Sital: And how long before we see the economy and labour market return to say the levels of 2006?
Mitul: Although the jobs picture is expected to turn around more significantly next year, the gradual pace of economic growth expected over the next couple of years suggests that it will be a long time, years rather than months, before the employment picture returns to the levels at which it was in 2006.
For instance, the average unemployment rate in the US was 4.6% over 2006, 8.3% in Europe and 5.4% in the UK compared to 10.2%, 9.7% and 7.8%, respectively at present.
Sital: And what about wage inflation? On the ground, I’ve seen salary levels fall significantly in areas; 20-30 percent falls not being uncommon as the market readjusts.
Mitul: There has been a sharp downward adjustment in wages offered for new positions over the past few months and the 20-30% on the ground drop is a fair representation. Partly this reflects the fact that compensation packages had reached untenable levels and some of the adjustment has brought things back to more realistic levels.
Wages offered are still adjusting lower but the pace of adjustment is not as severe as it was. The adjustment in compensation packages is mirrored in earnings for people in work but it is worth noting that whilst earnings growth has slowed it has not turned negative.
Sital: What should we expect to see with regards to salary packages and wage inflation during 2010?
Mitul: Cutting wages was crucial for companies to return to profitability this year and wage inflation is only likely to pick up slowly given the excess slack in the jobs market.
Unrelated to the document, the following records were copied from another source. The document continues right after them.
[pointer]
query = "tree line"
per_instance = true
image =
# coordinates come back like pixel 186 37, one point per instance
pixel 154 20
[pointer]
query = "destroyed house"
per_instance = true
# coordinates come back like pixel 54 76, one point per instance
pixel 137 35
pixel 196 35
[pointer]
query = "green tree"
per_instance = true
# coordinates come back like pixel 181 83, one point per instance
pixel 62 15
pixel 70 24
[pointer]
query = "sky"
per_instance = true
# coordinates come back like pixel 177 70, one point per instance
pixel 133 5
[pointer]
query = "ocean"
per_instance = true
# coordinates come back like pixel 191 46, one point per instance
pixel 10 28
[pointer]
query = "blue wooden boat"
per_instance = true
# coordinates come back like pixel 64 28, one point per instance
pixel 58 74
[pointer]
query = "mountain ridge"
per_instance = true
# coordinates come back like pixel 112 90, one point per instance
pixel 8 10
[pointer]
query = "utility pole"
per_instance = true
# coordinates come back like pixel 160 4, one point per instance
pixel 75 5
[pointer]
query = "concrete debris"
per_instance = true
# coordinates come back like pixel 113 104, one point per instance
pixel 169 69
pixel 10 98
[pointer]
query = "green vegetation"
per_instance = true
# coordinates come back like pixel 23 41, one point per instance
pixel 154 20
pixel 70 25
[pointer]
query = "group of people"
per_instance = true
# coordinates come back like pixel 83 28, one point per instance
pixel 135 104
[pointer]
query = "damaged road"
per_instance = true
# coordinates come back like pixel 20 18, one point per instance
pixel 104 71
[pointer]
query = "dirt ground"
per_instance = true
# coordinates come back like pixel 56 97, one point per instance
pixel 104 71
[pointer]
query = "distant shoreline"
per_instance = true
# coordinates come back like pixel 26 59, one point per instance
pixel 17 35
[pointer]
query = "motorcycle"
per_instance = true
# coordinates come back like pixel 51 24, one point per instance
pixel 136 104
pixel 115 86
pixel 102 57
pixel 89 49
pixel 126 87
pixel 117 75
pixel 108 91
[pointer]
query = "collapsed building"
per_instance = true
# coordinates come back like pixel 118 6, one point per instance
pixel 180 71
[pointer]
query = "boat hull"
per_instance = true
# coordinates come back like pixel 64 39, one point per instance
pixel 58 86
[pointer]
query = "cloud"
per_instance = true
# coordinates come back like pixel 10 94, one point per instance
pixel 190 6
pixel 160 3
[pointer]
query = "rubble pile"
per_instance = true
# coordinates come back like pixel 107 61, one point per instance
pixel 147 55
Higher unemployment at least until the middle of next year suggests that the labour market will remain loose for some months to come.
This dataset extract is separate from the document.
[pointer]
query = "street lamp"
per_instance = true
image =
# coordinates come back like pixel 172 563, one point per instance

Nonetheless, in some areas where there is stronger expansion, wage growth and compensation packages have increased substantially.
Sital: And looking towards 2010, who are likely to be the winners and losers?
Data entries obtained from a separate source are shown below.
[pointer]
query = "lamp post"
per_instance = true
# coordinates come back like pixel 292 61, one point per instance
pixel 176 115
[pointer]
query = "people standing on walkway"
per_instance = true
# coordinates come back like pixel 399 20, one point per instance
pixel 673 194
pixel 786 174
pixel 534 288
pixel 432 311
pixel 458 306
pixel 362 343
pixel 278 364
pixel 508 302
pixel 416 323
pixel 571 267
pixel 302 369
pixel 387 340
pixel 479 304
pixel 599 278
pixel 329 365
Mitul: I continue to believe that in terms of regions, emerging markets will continue to out-perform given the stronger economic performance expected. G4 economies will recover more slowly and my fear is that markets have been pricing in a stronger recovery than is likely.
I think recovery will become more entrenched, but I find it hard to believe that we will see a “normal” recovery. 2010 will likely be a year of steady economic improvement but one that will still be very fragile.
The most developed economies including the US and Europe will face many constraints from banks restricting credit and loan availability to consumers wary of spending due to still-high unemployment.
Sital: Have you any final thoughts or advice for readers for 2010?
Mitul: Although I may sound cautious on recovery prospects I do believe that we are on the road to recovery. The crisis is over and there will be plenty of opportunities over the coming year both for investment and in terms of jobs.
The good news is that over-cautiousness over the past year resulted in a rapid increase in unemployment but now many employers are finding that they were either too quick or too aggressive in cutting jobs and will need to reverse policy in 2010.
Sital: Mitul, thanks for your time and thank you for sharing your insights. Best wishes for the festive season and we look forward to your insights next year.
In the meantime, if our readers want to learn more about your views on the economy and financial markets, where should they go?
Mitul: It was a pleasure speaking to you and your readers.
For further articles and opinions you can visit my blog,
The Econometer, where I post my thoughts and comments every few days on the global economy and financial markets. And for those on Twitter, you can follow me at
www.Twitter.com/MitulKotecha.
Very best wishes to you all for the holiday season and for 2010.
—————————————–
Based in Hong Kong, Mitul Kotecha is Managing Director and Global Head of FX Strategy for a large European Investment Bank. You can follow Mitul’s views on the economy and financial markets at he’s personal blog,
‘The Econometer‘
Well, cautious optimism is better than no optimism at all!